Protein Instability at Interfaces During Drug Product Development: Fundamental Understanding, Evaluation, and Mitigation
About this ebook
Proteins are exposed to various interfacial stresses during drug product development. They are subjected to air-liquid, liquid-solid, and, sometimes, liquid-liquid interfaces throughout the development cycle-from manufacturing of drug substances to storage and drug delivery. Unlike small molecule drugs, proteins are typically unstable at interfaces where, on adsorption, they often denature and form aggregates, resulting in loss of efficacy and potential immunogenicity. This book covers both the fundamental aspects of proteins at interfaces and the quantification of interfacial behaviors of proteins. Importantly, this book introduces the industrial aspects of protein instabilities at interfaces, including the processes that introduce new interfaces, evaluation of interfacial instabilities, and mitigation strategies. The audience that this book targets encompasses scientists in the pharmaceutical and biotech industry, as well as faculty and students from academia in thesurface science, pharmaceutical, and medicinal chemistry areas.
About the author
Dr. Jinjiang Li obtained his M.S. in surface chemistry from the University of Western Ontario, London, Ontario and his Ph.D. in physical chemistry of biomaterials from McGill University, Montreal, Canada, followed by postdoctoral training in pharmaceutics at the School of Pharmacy, University of Wisconsin at Madison. Dr. Li is an expert on drug product development with extensive industrial experience and many publications. He has worked with many major pharmaceutical companies including Boehringer-Ingelheim and Bristol Myers Squibb, involved in the product development of many therapeutic areas. Dr. Li published about 50 articles in a variety of topics, from polymer science and colloids to pharmaceutical drug product development. Currently, his interest centers on the impact of interfacial stress on the development of biologics with focus on the development of drug-device combination product. He is the current chairman of AAPS Protein Purification, Storage, Transportation and Drug-Device Combination community.
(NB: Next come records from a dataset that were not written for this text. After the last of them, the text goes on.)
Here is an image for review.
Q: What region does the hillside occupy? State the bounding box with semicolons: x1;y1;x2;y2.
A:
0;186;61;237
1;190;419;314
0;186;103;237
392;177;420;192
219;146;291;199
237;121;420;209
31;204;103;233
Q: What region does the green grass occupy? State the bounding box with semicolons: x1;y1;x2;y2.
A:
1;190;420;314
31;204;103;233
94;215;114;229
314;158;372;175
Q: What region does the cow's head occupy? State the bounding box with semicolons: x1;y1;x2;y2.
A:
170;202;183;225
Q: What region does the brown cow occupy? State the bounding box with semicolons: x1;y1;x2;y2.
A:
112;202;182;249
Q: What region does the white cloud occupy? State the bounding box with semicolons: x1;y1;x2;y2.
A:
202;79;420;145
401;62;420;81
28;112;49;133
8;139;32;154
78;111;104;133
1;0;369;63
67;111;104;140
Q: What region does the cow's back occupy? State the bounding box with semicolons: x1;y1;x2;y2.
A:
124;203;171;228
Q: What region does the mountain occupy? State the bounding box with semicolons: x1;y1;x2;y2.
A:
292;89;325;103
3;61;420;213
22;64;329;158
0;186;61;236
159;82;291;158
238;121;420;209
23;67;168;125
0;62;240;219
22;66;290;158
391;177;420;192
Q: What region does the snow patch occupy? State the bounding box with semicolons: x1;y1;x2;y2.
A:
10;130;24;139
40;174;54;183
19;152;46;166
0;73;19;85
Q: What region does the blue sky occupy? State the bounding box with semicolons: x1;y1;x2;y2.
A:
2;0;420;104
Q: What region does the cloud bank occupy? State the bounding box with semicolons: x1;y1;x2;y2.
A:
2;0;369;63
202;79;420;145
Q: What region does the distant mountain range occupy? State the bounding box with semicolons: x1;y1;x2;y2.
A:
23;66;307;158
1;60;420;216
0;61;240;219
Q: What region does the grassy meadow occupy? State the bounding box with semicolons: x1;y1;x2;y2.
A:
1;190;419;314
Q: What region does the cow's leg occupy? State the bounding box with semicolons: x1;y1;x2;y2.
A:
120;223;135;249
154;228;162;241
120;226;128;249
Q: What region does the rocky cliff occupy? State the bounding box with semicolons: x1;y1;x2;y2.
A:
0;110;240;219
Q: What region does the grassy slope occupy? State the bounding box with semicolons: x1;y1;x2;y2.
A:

Dr. Mary E. Krause works in the Drug Product Development Department of Bristol Myers Squibb in New Brunswick, NJ. She received her M.S. in chemistry from Missouri State University, and her Ph.D. in chemistry from the University of Kansas, with subsequent post-doctoral training in pharmaceutical chemistry at the University of Kansas as a PhRMA Foundation Post-Doctoral Fellow. Her work focused on the characterization of a novel metal binding peptide tag and resulting metal complexes, including novel platinum protein conjugates for use as targeted anti-cancer therapeutics. Dr. Krause’s current research interests include formulation and process development of biologic drug products, with emphasis on antibody drug conjugates, metal-catalyzed oxidation, and the effects of process and interfacial stress on long-term stability. She is lead author/co-inventor on multiple publications, patents, conference presentations, and invited lectures.
Professor Raymond Tu is a Chemical Engineering faculty member in the Grove School of Engineering at The City College of New York – CUNY. Dr. Tu received his PhD in chemical engineering from the University of California - Santa Barbara in 2004, studying the design and self-assembly of peptide functionalized molecular architectures. Subsequently, he completed a post-doctoral fellowship in 2005 at Georgia Institute of Technology investigating rheological properties of biologically functionalized polymer-based materials. The current focus of his research program is the synthesis and characterization of surface-active molecular building blocks. The approach his group uses couples classical interfacial tools to examine dynamics with simple transport models to understand the fundamentals of adsorption. This methodology is proving to be an effective tool for understanding biologic drug product development and engineering complex composite materials.